Tools: Tableau, Micro strategy integrations with hive.
Programming Languages: Unix Shell scripting, Python, SQL
Monitoring and Alerting: Nagios, Ganglia.
Operating Systems: Linux Centos 5,6, Redhat 6.
PROFESSIONAL EXPERIENCE
Confidential, Newark, CA
Hadoop Developer/ Admin
Responsibilities:
- Worked on a live40 nodes Hadoop cluster running CDH5.4.4, CHD5.2.0, CDH5.2.1
- Developed scripts for automation and monitoring purpose.
- Participated in Design, build and maintain a build automation system for our software products.
- Provide software product build configuration management.
- Performed Sqooping for various file transfers through the Cassandra tables for processing of data to several NoSQL DBs.
- Implemented authentication usingKerberosand authentication usingApache Sentry.
- Designing and upgrading CDH 4 to CDH 5
- Examining job fails and trouble shooting.
- Performance tuning for kafka cluster (failure and success metrics).
- Monitoring and managing the Hadoop cluster using Cloudera Manager.
- Automate installation of Hadoop on AWS using Cloudera Director
- Performance tuning of HDFS, YARN
- Automation using Cloud formation
- Manage Users and Groups using IAM
- Hands - on experience in creating Hadoop environment on Google Cloud Engine (GCE)
- Installed Hadoop cluster on GCE. Worked on POC Recommendation System for social media using Movie lens dataset.
Confidential
Hadoop Administrator
Responsibilites:
- Responsible for architecting Hadoop cluster.
- Involved in source system analysis, data analysis, data modeling to ETL (Extract, Transform and Load) and HiveQL.
- Strong Experience in Installation and configuration of Hadoop ecosystem like Yarn, HBase, Flume, Hive, Pig, Sqoop.

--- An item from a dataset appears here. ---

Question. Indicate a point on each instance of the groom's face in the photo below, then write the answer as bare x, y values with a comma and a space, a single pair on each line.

- Expertise in Hadoop cluster task like Adding and Removing Nodes without any effect to running jobs and data.
- Manage and review Hadoop Log files.
- Load log data into HDFS using Flume. Worked extensively in creating MapReduce jobs to power data for search and aggregation.
- Worked extensively with Sqoop for importing data.

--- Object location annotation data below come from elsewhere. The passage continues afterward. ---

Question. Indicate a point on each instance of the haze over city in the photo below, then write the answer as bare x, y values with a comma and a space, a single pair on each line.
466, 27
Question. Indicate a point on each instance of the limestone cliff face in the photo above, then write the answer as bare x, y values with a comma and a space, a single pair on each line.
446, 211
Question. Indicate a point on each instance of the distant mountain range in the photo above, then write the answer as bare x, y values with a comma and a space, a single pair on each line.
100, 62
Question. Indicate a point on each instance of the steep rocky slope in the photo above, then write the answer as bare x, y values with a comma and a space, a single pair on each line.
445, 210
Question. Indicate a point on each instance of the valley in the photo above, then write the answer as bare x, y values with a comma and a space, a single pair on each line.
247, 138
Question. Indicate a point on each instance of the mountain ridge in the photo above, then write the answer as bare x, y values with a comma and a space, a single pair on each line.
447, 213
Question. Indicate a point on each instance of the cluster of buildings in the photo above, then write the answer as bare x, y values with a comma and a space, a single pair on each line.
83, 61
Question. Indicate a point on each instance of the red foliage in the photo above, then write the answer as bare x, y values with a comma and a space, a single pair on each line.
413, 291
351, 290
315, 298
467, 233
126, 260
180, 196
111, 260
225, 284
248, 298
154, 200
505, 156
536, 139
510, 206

- Designed a data warehouse using Hive.
- Created partitioned tables in Hive.
- Mentored analyst and test team for writing Hive Queries.
- Extensively used Pig for data cleansing.
- Scheduled Oozie workflow engine to run multiple Hive and Pig jobs, which independently run with time and data availability.
- Developed Oozie Workflows for daily incremental loads, which gets data from Teradata and then imported into hive tables.
- Developed pig scripts to transform the data into structured format and it are automated through Oozie coordinators.
- Worked on pulling the data from relational databases, Hive into the Hadoop cluster using the Sqoop import for visualization and analysis.
- Used Flume to collect, aggregate, and store the web log data from different sources like web servers, mobile and network devices and pushed to HDFS.
Confidential
Linux Admin
Responsibilities:
- Configuring and tuning system and network parameters for optimum performance.
- Gained knowledge on troubleshooting and problem solving skills, including application and network-level troubleshooting ability.
- Gained knowledge and experience on writing shell scripts to automate the tasks.
- Identifying and triaging outages monitor and remediate systems and network performance.
- Developing tools to automate the deployment, administration, and monitoring of a large-scale Linux environment.
- Performing server tuning, operating system upgrades.
- Participating in the planning phase for system requirements on various projects for deployment of business functions.
- Participating in 24x7 on-call rotation and maintenance windows.
- Communication & coordination with internal / external groups and operations.